As you add unit tests and increase code coverage, at some point it becomes safer to make broad updates and changes. Exactly where that point is at is a judgement call, but I recommend being conservative here, erring on the side of more tests.

Code autoformatting tools

I'm a huge fan of autoformatting tools (prettier, eslint --fix, etc) and they've become pretty core to how I work. I don't worry about formatting issues when I'm actually typing code, I just hit cmd+f and trust it to make the code pretty.

However, on an existing codebase that has not been using an autoformatter, I recommend caution. I would wait until automated unit test coverage is fairly high before considering running autoformatting across an entire codebase. And when doing so, be aware that this will essentially discard the existing git history and lose track of who wrote which code when (git blame, etc). This is a pretty steep trade-off. I personally don't value git history that much so I have my own point where I'm OK running an autoformatter on a whole codebase, just be sure to understand the trade-offs when making this decision.
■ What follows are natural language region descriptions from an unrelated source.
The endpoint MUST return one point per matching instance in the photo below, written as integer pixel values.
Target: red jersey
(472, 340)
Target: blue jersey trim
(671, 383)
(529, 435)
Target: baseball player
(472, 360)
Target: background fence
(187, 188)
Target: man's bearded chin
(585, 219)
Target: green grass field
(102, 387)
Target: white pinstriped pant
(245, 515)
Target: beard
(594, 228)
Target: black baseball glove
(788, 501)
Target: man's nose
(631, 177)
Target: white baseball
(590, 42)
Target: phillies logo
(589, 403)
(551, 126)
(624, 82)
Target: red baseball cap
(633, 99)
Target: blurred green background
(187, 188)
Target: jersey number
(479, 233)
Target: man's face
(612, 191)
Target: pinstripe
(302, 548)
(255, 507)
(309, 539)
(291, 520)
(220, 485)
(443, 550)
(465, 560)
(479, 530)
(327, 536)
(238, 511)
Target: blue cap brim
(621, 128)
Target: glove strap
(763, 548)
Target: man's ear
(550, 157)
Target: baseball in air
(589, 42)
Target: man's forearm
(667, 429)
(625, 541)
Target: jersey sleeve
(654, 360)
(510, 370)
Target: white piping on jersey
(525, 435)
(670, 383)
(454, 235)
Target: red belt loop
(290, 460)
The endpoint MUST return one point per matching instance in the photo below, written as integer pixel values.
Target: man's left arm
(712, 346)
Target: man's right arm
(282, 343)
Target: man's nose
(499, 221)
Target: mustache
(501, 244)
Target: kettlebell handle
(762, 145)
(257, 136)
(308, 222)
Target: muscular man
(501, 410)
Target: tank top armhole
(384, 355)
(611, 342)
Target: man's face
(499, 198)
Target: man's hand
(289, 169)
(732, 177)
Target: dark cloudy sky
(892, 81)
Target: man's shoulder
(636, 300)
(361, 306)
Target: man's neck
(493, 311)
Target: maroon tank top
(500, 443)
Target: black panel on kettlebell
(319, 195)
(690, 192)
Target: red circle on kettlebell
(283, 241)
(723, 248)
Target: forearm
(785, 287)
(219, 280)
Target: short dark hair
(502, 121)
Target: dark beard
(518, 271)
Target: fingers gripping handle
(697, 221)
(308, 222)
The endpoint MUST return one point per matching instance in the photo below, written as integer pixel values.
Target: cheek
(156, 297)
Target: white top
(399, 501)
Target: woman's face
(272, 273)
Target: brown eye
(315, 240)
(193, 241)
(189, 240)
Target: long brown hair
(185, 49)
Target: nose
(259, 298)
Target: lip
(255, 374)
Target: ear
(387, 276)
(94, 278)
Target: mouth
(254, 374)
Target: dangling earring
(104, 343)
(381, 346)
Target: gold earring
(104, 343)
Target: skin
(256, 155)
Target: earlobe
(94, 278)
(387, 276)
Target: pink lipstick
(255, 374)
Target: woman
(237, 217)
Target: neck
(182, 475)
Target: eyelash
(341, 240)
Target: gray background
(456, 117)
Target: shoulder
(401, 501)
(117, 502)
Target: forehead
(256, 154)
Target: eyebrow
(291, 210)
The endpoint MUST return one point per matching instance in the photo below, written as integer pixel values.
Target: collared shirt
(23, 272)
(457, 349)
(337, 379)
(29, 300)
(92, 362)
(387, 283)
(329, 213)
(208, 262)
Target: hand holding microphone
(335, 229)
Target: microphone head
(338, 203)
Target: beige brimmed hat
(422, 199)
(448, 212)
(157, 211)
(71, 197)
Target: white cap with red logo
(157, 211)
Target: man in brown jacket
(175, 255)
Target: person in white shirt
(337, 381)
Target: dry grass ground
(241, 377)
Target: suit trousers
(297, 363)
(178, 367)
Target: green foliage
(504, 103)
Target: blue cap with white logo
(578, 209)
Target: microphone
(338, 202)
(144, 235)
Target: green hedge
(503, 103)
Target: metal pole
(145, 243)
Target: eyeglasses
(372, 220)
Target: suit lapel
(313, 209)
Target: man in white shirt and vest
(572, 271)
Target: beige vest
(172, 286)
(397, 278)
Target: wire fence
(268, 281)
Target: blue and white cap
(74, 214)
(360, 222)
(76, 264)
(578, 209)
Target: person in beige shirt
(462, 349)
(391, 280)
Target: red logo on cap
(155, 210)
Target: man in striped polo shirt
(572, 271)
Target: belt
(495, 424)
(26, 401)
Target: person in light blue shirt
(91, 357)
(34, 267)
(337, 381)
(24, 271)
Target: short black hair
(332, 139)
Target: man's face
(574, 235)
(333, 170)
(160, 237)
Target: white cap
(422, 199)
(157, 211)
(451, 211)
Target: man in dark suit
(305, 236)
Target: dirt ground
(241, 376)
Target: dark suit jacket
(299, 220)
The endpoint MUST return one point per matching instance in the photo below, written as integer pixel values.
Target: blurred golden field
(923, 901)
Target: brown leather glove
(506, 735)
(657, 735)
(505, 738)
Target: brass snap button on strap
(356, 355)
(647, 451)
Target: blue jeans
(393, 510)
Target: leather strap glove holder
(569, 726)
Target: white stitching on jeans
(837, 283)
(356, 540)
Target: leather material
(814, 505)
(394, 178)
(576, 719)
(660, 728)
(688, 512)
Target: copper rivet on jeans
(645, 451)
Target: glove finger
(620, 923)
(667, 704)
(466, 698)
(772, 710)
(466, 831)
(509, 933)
If you do have valuable history in git that you don't want to mess up, another strategy to consider is file-by-file extraction of code into a set that is autoformatted and a set that is left untouched.

Linting

eslint and particularly eslint-stats can be helpful guides. However, due to concerns about adding bugs in untested code, I don't recommend changing the code based on eslint warnings/errors until after you have unit tests coverage. These can help identify troublesome areas in the code, but don't go into the codebase and fix eslint issues throughout without unit test coverage.

A side note about promises

Async control flow in node.js is hard. It's hard enough that many developers never really learn to write it correctly. This is true both in the callback paradigm and with promises as well. However, promises in particular seem to be an area of pervasive misuse and misunderstanding. Every node.js codebase I've found that uses promises has incorrect promise usage baked into core patterns and then repeatedly copied throughout the codebase. As a community, we really missed the mark with promises when it comes to education and tooling. Even with the eslint promise plugin, there's a huge number of issues that are plain as day to me and no eslint plugin I've found even detects them as warnings. I'm optimistic that as async/await takes over as the basic mechanism for async control flow, things will improve for the easy case of a series of sequential operations. However, I think we'll still have a mess to deal with for any case with looping or complex control flow patterns.

node.js rescue checklist

Get the code into a git repository
Document key processes in the README
- Initial developer setup
- Standard development task flow
- Overview of tech stack, deployment, integrations
Ensure dependencies are properly tracked and documented
Ensure the server starts and runs
Establish a core unit testing stack
Get tests running in CI
Set up logging and maybe an error tracking service
Set up code coverage reports
Set up linting
Track bugs in a bug tracker
Reproduce bugs in unit tests
Add unit tests to get substantial code coverage
Set up autoformatting